Parlant de Marc Thirion, son ex-collègue Pierre Billen raconte au journaliste belge Michel Bouffioux :

« À l’époque, Marc couvrait la guerre civile du Liban pour plusieurs médias. Il connaissait parfaitement bien les enjeux locaux pour avoir passé une partie de son adolescence dans ce pays. Ex-para, c’était un homme de terrain qui aimait l’action. Pas question de rester planqué dans un hôtel, de se contenter des mêmes sources que tous les autres. Il allait chercher l’info, n’hésitant pas à passer d’un secteur de la ville à l’autre pour prendre la température dans les différents camps qui s’affrontaient. L’exercice était périlleux, bien sûr… En plus, il était réputé pour avoir des rapports francs et sans langue de bois avec des interlocuteurs comme des chefs de milice, qui n’étaient pas habitués à cela. Il écrivait et disait ce qu’il constatait sans faire de compromis, sans accepter de céder aux pressions de telle ou telle faction.”

Je me souviens de ces articles: quand Marc venait chez nous, il m’en offrait une photocopie — une primeur avant la parution de l’article dans la presse belge. Je lui ai plusieurs fois dire qu’il ne devait plus résider dans la zone occupée par les Palestiniens, alors qu’il disait aussi la vérité sur leur corruption.

Marc fut enlevé le 10 juin 1976 par le FPLP, une des organisations de l’OLP. Il aurait été tué, accusé d’être un agent israélien. Mais c’était l’accusation classique: ils donnaient ce nom à toute personne dont ils voulaient justifier le meurtre.

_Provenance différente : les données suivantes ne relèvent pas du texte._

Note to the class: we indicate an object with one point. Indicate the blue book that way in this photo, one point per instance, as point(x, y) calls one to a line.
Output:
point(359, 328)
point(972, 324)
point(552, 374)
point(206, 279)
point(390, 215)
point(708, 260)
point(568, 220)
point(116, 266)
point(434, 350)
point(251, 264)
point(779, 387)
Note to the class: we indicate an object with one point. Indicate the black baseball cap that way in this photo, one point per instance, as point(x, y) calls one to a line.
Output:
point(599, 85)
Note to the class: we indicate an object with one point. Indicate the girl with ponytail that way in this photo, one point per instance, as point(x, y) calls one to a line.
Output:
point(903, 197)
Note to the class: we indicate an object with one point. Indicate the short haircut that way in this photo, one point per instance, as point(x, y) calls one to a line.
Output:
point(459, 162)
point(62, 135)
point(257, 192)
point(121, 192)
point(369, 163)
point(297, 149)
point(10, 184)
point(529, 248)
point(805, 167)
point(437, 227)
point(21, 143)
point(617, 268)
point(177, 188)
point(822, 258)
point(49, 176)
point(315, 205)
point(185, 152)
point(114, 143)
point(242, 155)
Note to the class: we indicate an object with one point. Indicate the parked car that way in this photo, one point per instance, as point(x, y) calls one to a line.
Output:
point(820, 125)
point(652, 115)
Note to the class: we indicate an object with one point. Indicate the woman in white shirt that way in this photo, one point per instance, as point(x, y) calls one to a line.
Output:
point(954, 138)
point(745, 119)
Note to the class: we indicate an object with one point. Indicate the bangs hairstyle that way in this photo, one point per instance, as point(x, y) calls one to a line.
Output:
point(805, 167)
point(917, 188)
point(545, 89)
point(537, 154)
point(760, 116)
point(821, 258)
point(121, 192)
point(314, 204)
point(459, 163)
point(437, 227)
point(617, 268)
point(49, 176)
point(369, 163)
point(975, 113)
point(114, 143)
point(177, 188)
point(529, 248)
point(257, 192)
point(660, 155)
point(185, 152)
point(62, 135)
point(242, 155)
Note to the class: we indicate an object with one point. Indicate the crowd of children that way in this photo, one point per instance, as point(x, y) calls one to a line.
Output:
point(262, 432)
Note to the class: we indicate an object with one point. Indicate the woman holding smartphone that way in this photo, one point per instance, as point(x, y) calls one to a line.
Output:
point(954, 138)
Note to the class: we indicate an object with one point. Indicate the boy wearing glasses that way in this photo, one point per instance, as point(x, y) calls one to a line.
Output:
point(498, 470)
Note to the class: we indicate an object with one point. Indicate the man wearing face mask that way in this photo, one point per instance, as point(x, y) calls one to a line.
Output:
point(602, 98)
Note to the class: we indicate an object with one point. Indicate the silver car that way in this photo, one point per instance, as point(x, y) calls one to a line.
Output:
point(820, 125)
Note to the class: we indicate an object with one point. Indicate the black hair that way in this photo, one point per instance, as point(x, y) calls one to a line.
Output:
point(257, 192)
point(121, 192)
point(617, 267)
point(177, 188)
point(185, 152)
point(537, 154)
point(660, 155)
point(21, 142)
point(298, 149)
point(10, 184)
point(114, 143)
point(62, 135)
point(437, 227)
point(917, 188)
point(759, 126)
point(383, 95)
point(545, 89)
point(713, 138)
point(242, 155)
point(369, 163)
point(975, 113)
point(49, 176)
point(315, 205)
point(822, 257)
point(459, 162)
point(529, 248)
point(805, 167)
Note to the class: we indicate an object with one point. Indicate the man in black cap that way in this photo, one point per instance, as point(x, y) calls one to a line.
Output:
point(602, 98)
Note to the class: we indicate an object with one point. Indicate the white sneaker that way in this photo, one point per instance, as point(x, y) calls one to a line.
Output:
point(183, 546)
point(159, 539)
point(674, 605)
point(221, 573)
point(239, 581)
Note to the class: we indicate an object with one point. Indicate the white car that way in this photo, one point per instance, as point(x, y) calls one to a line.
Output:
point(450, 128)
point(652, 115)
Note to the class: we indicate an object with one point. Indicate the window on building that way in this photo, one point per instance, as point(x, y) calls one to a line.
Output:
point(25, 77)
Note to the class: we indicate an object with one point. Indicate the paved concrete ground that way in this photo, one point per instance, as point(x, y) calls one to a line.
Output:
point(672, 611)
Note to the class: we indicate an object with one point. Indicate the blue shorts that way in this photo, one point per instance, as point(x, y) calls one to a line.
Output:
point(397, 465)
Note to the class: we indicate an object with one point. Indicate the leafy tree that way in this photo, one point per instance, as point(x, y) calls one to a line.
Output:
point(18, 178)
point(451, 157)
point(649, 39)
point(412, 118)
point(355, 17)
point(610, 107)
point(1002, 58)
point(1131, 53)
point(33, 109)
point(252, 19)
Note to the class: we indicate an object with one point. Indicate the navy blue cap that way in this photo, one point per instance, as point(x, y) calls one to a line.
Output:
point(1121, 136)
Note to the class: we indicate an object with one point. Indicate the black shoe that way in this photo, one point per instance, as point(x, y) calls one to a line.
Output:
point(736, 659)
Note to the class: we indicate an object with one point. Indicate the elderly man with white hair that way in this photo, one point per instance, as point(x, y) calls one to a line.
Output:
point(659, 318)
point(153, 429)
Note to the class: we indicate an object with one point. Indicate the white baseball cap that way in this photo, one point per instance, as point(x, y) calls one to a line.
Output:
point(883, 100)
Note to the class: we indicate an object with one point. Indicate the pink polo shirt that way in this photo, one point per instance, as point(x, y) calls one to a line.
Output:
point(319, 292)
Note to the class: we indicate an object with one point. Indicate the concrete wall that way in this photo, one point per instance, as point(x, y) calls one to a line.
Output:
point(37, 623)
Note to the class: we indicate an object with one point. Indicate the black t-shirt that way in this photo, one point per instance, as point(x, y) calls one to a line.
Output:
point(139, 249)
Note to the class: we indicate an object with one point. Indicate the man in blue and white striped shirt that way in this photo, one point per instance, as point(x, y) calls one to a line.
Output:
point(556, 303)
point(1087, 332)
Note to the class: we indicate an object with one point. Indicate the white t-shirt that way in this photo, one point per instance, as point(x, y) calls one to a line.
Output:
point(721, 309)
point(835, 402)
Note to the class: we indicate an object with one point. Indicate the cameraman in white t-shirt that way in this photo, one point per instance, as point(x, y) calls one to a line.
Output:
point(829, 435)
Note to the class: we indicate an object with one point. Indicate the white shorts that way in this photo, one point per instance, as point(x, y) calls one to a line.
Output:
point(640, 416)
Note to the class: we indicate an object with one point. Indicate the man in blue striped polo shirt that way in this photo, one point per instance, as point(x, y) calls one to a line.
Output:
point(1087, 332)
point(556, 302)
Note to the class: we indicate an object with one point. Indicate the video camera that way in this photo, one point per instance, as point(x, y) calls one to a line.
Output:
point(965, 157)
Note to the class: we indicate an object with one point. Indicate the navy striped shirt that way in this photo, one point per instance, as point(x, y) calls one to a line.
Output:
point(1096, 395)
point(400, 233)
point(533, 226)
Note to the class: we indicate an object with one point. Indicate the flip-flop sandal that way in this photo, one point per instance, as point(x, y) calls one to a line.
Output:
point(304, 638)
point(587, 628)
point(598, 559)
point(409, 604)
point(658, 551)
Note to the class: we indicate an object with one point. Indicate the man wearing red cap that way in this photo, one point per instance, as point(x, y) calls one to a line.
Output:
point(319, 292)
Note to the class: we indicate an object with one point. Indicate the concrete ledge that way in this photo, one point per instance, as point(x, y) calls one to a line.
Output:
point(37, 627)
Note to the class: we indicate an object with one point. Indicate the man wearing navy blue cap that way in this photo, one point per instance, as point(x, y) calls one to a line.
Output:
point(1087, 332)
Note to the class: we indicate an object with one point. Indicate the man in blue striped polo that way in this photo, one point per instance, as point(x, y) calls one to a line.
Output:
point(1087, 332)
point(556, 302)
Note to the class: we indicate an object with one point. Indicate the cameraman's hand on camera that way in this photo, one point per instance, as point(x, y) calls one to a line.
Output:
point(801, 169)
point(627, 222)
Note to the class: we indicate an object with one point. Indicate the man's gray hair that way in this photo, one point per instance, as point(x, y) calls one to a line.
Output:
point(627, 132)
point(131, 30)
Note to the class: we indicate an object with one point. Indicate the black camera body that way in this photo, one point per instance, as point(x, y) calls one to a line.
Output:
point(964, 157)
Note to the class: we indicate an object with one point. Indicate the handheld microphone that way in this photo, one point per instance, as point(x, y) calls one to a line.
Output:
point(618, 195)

Le journaliste Antoine Sfeir, enlevé vers la même époque, affirme l’avoir entendu hurler dans la chambre de torture.

Marc Thirion a disparu sans laisser trace, comme ceux dont je parle dans mon livre Les Otages libanais dans les prisons syriennes. La seule pensée de cette comparaison me fait frémir. C’est une chose de parler d’otages qu’on ne connaît pas — et dont le calvaire fut tout de même terrible à décrire —, c’en est une autre d’imaginer cela arrivant à un ami.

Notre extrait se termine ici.